“Don’t you know, little fool, you never can win?
Why not use your mentality – step up, wake up to reality?”
Written by Cole Porter in 1936, “I’ve Got You Under My Skin” became a signature song for Frank Sinatra after he sang it on his weekly radio show in 1946. The swinging big-band version that most fans recognize came about ten years later, arranged by Nelson Riddle.
In his biography, Sinatra: The Chairman, author James Kaplan shares the story behind what some have called Sinatra’s greatest work:
Sinatra’s usual method with Riddle when planning out arrangements was to sketch out ideas verbally—“make it sound like Puccini”; “give me some Brahms in bar eight”—while Nelson took rapid notes. All this usually happened well in advance of recording. In this case, with one day’s notice, Frank told Riddle, about “I’ve Got You Under My Skin”: “I want a long crescendo.”
“I don’t think he was aware of the way I was going to achieve that crescendo,” Riddle later said, “but he wanted an instrumental interlude that would be exciting and carry the orchestra up and then come on down where he would finish out the arrangement vocally.”

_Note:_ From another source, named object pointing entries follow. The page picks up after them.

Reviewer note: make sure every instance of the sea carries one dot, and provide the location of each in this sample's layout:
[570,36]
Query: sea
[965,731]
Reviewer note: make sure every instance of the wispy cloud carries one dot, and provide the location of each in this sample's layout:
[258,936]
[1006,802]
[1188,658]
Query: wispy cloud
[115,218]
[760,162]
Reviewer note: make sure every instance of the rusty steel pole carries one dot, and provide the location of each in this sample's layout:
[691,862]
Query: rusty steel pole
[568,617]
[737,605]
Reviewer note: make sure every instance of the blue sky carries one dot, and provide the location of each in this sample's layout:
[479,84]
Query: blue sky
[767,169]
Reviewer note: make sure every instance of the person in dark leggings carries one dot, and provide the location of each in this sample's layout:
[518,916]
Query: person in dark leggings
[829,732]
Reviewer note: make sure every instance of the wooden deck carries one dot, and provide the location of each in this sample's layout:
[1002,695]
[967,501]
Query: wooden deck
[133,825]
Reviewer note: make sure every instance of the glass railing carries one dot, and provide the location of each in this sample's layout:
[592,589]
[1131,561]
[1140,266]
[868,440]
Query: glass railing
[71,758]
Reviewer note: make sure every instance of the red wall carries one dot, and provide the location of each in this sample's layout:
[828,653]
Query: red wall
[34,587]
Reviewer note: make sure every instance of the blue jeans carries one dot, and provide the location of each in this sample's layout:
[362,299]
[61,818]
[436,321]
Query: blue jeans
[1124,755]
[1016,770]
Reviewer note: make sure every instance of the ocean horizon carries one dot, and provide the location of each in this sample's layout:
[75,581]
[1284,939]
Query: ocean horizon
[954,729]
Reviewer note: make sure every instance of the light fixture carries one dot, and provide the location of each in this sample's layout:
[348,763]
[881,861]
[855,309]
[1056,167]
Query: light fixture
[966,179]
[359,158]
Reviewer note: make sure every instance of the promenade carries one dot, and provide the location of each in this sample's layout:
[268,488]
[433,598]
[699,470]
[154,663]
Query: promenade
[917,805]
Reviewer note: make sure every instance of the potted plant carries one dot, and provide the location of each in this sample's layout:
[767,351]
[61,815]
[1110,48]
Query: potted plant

The arranger’s mind turned immediately to one of his masters, Maurice Ravel, and the French composer’s great and sensuous ballet, Boléro. Riddle has written of the piece’s “absolutely tantalizing slow addition of instruments to this long, long crescendo, which is really the message of Boléro…. [I]t is excruciating in its deliberately slow addition of pressure. Now that’s sex in a piece of music.”